★ Capstone Project
Part 1 of 3
Loading Multiple Data Types
Work as a data analyst at a healthcare organization. Your first task: load three different data sources — an Excel file, a plain-text file, and a PDF — each requiring a different import approach.
Scenario
You're a newly hired data analyst at a healthcare organization. Three datasets have landed on your desk — each in a different format. Power Query can handle all of them. This part focuses on the import stage: connecting to each source, removing noise, and getting the data into a clean, typed, loadable state.
Lab Files — Part 1
Capstone Instructions
| Steps | Directions |
|---|---|
| Section 1 — Daily Census: Excel Import | |
| Open a blank Excel workbook and launch the Power Query editor. | |
| Load dailycensus_7665.xlsx (sheet: dailycensus) into Power Query. | |
| Remove the first row. | |
| Promote the first row as headers. | |
| Ensure effective_date is set to Date type. | |
Checkpoint 1What was the last effective date in the dataset?
| Steps | Directions |
|---|---|
| Section 2 — Drug Administrations: Text File Import | |
| Load drug_administrations.txt into a new query. | |
| Keep only prescription_date and prescribing_doctor_id — remove all other columns. | |
| Rename this query: prescription_dates_by_doctor. | Right-click the query name in the Queries pane |
| Close and load the data into the Excel workbook and view the resulting table. | |
| In an empty Excel cell, use COUNTIF() to count the total rows attributed to doctor "D0987". | Use the Excel sheet — not Power Query |
Checkpoint 2Doctor D0987 is expected to account for 5% of total prescriptions.
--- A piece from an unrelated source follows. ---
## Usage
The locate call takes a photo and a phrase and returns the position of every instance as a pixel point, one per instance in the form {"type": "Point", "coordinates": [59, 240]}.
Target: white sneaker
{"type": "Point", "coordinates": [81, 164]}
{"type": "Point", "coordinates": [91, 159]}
What is their actual proportion?
| Steps | Directions |
|---|---|
| Section 3 — Patient Survey: PDF Import | |
| Load Patient_Experience_Survey_Template.pdf into a new query. | |
| In the Navigator window, preview each option and select the table that contains all 11 survey questions. | |
| Keep only the first and last columns — remove everything in between. | |
| Rename the two columns: question and questionid. | Double-click column headers to rename |
| Re-order columns so that questionid appears first. | Drag column header, or Transform › Move |
| Rename the query: PatientExperienceSurveyQuestions. | |
Checkpoint 3What is the M formula shown in the last applied step of the PatientExperienceSurveyQuestions query?
PDF import tip: Power Query detects tables from the document structure, and the Navigator will show multiple preview options. Always check each one — the correct table is usually the one that shows the cleanest row-per-question layout. Column headers from PDFs are often auto-generated, so renaming is always needed.